Problem III. Feature Selection (60 points)

Consider the weather.arff dataset that comes with the Weka system. In this problem you will explain how Correlation based Feature Selection (CFS) works on this dataset.

(5 points) Run the CFS filter of Weka on this dataset (using BestFirst as the search method, with default parameters) to determine what attributes are selected. Include the results in your homework solutions.
Looking at the code that implements this CFS filter, as well as its description in the textbook and in class, describe in detail the process followed by CFS:
1. (5 points) What's the initial (sub)set of attributes under consideration? Is forward or backward search used?
2. (25 points) Using the latice of attribute subsets below, show step by step the process that the algorithm follows (i.e., show the search process in detail). For this you can add print instructions to the Weka code so that it tells you the order in which it considers the subsets and the goodness value of each of these subsets. Explain your answer.
3. (25 points) Use the CFS formulas to calculate the goodness of the "best" (sub)set of attributes considered. Show your work.
  
  Figure 7.1 (p.293) taken from the textbook

Problem IV. Dimensionality Reduction (60 points)

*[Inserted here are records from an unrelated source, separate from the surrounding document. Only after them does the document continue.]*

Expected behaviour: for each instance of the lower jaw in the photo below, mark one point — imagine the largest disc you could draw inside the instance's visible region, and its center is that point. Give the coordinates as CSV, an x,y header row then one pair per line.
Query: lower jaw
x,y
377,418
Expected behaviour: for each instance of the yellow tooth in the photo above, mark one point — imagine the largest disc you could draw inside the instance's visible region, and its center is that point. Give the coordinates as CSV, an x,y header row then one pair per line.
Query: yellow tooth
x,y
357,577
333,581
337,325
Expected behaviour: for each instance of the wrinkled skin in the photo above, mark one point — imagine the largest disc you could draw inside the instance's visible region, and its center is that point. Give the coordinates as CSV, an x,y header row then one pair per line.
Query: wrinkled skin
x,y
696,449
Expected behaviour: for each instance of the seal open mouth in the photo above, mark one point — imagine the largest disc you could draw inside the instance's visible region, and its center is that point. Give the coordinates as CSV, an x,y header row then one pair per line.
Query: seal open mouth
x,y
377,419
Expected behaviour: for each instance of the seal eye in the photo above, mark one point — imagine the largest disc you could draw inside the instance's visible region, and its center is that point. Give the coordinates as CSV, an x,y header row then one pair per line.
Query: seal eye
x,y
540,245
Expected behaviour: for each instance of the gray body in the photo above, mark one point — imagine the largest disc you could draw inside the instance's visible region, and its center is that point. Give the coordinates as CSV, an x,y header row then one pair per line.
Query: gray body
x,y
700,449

Consider the Iris dataset that comes with the Weka system (iris.arff). In this problem we'll investigate the effects of applying Principal Components Analysis (PCA) to this dataset. The Iris dataset has 4 numeric predictive attributes: sepallength, sepalwidth, petallength, and petalwidth; and a nominal CLASS with 3 possible values: Iris-setosa, Iris-versicolor, and Iris-virginica.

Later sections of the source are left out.